Il a même ajouté que s’ils persistaient à vivre à la colle, par conséquent dans le péché, c’était pas la peine de revenir à la maison.
Emmanuel, l’autre papa d’Anatole, lui, est moins radical. Il préférerait bien sûr que Jérémie et lui se marient, surtout à cause du qu’en dira-t-on, mais, sans doute est-il plus philosophe. On se construit souvent en s’opposant à ses parents, a-t-il fait remarquer à Florian son mari. Et puis, dit-il, après tout, il faut bien que jeunesse se passe.
« Nous-mêmes, souviens-toi... ! »
Le problème c’est qu’Anatole et Jérémie ne sont plus précisément des perdreaux de l’année : Anatole a 32 ans et Jérémie 36. Et c’est Jérémie, en cas de fécondation qui porterait l’enfant du couple. Vous imaginez à l’école ce que devrait endurer un enfant de deux garçons non mariés !
Laissons Anatole et Jérémie prendre leur décision à leur rythme. Ils s’aiment, ils sont heureux ensemble, ils ont des amis, un bon travail. Dans l’idéal ils voudraient ne se fâcher avec personne.
Bien sûr Anatole trouve ses parents Florian et Emmanuel un peu réacs, un peu vieille France.

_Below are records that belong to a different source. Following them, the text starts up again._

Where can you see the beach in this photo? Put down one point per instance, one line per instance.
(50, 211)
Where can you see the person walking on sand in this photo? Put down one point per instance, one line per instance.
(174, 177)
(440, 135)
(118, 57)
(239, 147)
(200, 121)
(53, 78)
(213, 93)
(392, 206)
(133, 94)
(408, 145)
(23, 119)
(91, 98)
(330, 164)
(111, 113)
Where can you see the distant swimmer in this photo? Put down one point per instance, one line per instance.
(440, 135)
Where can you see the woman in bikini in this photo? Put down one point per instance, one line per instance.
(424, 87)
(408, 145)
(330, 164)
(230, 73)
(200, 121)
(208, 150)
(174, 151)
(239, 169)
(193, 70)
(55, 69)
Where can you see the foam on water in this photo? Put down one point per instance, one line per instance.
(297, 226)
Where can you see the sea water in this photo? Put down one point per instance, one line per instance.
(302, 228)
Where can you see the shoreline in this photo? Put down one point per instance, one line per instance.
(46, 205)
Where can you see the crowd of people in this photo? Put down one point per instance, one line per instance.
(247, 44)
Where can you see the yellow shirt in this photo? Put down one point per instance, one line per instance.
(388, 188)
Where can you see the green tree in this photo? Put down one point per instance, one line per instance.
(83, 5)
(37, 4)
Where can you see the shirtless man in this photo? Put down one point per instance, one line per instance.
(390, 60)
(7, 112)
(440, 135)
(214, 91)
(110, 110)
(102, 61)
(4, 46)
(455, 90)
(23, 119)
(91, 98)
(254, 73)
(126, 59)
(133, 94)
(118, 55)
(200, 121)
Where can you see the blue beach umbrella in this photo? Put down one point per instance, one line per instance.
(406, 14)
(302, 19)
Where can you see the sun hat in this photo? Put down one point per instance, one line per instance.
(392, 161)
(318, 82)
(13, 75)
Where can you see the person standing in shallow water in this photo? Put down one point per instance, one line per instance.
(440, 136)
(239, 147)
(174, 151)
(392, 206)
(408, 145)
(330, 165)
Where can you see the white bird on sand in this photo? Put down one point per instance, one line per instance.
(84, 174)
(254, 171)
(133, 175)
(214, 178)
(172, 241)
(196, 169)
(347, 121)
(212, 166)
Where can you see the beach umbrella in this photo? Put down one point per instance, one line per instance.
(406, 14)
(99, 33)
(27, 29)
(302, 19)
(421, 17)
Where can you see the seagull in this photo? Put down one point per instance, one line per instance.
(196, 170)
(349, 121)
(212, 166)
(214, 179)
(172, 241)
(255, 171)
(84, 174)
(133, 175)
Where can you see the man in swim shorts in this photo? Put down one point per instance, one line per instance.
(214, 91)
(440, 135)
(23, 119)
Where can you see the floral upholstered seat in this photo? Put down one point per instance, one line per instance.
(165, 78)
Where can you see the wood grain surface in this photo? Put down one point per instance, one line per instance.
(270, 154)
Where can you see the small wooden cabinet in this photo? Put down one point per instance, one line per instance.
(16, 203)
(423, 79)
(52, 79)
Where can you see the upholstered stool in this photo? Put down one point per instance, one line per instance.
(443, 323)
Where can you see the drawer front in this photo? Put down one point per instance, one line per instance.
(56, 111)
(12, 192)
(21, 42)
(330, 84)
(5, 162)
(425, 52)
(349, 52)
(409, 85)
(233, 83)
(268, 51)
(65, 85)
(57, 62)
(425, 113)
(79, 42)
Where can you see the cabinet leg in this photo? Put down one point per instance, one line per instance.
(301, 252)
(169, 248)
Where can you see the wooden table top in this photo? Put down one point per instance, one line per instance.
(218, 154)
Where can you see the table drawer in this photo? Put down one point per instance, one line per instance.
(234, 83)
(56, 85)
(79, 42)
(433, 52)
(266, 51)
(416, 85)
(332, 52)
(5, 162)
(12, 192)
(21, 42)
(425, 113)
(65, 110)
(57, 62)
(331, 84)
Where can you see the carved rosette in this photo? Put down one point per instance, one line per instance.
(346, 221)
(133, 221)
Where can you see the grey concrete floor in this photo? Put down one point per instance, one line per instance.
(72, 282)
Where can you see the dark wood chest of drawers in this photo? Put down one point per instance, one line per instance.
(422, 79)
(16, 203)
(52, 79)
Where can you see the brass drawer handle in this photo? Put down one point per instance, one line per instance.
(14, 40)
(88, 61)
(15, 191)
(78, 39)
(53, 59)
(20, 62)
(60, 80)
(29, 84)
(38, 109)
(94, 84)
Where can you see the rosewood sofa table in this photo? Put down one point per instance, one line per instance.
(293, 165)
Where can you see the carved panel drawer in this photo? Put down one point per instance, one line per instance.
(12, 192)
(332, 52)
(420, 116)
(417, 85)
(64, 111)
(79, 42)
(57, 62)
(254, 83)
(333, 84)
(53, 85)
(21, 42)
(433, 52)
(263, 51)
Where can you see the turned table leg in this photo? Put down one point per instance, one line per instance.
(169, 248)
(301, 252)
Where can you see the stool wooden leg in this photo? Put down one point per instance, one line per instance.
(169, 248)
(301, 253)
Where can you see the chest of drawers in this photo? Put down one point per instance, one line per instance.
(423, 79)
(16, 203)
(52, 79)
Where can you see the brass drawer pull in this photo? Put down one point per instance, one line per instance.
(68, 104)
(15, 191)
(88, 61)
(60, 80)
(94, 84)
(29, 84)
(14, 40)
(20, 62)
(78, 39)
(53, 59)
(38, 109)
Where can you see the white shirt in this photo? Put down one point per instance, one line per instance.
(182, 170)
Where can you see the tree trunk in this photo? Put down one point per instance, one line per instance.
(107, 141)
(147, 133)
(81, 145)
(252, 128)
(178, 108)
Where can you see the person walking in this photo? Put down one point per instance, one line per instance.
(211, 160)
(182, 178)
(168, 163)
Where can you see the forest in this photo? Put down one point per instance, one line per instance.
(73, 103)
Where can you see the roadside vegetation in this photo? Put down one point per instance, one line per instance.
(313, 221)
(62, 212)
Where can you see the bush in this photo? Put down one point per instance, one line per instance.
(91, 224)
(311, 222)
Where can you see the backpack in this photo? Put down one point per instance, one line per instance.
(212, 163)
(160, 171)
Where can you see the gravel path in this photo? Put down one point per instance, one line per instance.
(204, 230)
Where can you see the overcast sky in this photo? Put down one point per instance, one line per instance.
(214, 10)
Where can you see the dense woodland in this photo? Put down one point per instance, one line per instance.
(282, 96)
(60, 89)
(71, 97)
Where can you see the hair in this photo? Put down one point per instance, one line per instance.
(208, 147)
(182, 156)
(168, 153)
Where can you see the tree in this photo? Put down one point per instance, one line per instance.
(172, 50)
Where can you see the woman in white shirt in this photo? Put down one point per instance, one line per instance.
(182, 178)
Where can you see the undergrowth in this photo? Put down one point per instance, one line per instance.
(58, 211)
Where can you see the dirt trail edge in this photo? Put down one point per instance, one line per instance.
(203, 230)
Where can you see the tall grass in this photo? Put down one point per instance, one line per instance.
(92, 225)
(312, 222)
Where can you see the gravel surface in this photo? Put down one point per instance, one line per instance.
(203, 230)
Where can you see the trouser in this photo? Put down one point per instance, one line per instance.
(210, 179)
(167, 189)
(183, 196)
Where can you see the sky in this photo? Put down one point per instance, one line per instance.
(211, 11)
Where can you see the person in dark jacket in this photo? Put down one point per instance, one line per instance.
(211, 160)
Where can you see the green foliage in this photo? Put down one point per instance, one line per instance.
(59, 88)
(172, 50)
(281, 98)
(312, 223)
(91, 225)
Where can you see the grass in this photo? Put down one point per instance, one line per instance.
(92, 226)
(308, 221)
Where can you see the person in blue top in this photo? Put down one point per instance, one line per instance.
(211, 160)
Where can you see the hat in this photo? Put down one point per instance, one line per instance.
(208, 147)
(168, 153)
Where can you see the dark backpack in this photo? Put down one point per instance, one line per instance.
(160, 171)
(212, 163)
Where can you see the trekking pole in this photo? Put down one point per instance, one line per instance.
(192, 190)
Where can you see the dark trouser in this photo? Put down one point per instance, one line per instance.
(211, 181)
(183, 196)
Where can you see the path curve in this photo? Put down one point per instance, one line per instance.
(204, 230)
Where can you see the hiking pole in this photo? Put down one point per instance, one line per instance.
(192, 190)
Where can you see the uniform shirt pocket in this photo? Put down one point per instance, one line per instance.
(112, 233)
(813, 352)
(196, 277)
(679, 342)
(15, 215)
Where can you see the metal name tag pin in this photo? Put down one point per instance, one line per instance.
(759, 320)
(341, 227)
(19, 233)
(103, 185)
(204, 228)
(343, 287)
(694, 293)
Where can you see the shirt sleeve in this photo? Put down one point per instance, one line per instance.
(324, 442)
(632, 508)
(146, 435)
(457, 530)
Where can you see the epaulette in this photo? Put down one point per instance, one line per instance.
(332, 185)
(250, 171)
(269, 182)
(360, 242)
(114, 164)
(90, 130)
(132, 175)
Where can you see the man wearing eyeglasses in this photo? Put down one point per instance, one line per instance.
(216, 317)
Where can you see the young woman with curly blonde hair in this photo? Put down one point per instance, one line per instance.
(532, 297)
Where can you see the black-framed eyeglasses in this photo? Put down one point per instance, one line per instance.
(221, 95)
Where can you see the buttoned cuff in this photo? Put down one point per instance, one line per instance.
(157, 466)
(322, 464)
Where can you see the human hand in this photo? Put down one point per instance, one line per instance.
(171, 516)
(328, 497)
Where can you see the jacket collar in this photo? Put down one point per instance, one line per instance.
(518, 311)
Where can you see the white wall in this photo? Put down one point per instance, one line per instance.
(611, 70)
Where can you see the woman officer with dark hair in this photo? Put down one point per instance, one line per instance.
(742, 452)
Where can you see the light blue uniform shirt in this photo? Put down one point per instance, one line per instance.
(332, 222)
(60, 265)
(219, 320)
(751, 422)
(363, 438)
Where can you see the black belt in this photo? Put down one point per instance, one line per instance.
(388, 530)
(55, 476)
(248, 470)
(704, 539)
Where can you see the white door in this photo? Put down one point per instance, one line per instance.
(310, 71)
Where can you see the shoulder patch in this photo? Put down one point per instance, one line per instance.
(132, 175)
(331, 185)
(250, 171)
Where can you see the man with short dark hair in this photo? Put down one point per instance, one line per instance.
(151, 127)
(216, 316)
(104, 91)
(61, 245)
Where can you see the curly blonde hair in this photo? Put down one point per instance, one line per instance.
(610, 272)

Mais ce sont ses parents et il les aime. Ce matin il leur a envoyé cette vieille chanson qu’il a trouvée et qui saura, espère-t-il, les émouvoir :
« Ma mie, de grâce ne mettons pas
Sous la gorge à Cupidon sa propre flèche.
Tant d’amoureux l’ont essayé,
Qui de leur bonheur ont payé ce sacrilège. »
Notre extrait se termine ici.